Существенно, что в понимании некоторых матерей в первой половине XIX века взросление дочери так или иначе было сопряжено с самосовершенствованием посредством получения образования402 и ориентацией на использование добрачного ресурса времени для «формирования себя». Екатерина Самарина напоминала дочерям: «…напишите пабольше опишите как ваше ученье идет что ты варя на фортепьянах учишь, вот уже вновь за треть нада платить пожаласта не теряйте время когда есть возможность учится то учитесь 2: года остается для усовершенствования вам себя как в науках так ив характере избрав примеры кротости прилежания и вежливости должны и утверждаться в оных…»403; «Милая Варинька так ты уже довольно хорошо рисуеш карандашом, то маминьки хочется чтобы ты училась также рисовать красками, и по бархату. нельзя ли етого сладить только без платы, а самой от себя просить, каво ты знаешь; вот кали Александра Семеновна Копосова еще в Институде она так дабра верна бы неотказалась»404.
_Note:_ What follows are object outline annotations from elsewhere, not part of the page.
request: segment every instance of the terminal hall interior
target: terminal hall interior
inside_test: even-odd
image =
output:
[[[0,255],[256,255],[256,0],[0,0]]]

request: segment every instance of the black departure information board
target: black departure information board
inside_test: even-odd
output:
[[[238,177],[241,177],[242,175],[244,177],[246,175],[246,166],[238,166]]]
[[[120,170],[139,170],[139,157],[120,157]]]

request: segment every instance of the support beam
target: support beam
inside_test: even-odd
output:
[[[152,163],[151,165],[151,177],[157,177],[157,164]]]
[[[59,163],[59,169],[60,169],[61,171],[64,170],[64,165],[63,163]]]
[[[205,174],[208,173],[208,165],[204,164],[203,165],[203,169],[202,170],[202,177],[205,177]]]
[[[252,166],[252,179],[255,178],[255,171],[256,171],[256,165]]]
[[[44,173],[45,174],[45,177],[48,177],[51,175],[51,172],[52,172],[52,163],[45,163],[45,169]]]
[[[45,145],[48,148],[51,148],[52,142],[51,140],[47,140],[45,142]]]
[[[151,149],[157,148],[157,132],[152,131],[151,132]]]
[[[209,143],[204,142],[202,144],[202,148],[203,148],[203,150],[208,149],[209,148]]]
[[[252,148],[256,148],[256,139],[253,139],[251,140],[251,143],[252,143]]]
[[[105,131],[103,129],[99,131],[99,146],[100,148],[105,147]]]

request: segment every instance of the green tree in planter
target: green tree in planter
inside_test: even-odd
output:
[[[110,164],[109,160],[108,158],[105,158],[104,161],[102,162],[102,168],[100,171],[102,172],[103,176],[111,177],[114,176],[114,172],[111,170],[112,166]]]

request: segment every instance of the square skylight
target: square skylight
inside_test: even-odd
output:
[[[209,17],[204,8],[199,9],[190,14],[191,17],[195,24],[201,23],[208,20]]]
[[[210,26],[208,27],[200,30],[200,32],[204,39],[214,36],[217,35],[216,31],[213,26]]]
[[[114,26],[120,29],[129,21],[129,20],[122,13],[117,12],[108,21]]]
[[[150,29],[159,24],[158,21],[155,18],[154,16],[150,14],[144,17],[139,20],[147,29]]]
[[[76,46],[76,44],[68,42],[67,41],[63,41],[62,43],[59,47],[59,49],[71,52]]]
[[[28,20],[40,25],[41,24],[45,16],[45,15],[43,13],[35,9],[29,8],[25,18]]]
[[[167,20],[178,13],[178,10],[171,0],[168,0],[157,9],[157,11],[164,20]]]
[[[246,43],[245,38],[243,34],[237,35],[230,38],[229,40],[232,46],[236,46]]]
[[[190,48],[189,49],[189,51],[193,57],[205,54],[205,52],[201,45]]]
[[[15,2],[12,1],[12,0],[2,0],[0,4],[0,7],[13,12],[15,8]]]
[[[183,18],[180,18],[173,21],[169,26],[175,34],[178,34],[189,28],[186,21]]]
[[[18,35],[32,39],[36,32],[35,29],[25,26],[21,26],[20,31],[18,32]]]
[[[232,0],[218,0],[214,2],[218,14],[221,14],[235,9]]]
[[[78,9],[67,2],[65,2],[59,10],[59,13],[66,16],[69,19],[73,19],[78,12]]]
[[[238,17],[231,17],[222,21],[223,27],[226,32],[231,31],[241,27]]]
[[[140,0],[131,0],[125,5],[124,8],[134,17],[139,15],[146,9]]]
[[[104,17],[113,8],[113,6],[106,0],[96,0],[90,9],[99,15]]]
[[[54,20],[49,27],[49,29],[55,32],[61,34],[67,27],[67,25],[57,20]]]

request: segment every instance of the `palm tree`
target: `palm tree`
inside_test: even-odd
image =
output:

Тем не менее пессимистичное, основанное на собственном печальном жизненном опыте замечание писательницы Н. Д. Хвощинской не позволяет переоценить качество интеллектуального ресурса молодых дворянок: «В те времена во всей России смеялись над писательницами, делая исключение для одной гр[афини] Ростопчиной; в провинциях гонение было еще сильнее. Было принято, между женщинами и, в особенности, между девушками – невежество, как теперь приняты кринолины»405.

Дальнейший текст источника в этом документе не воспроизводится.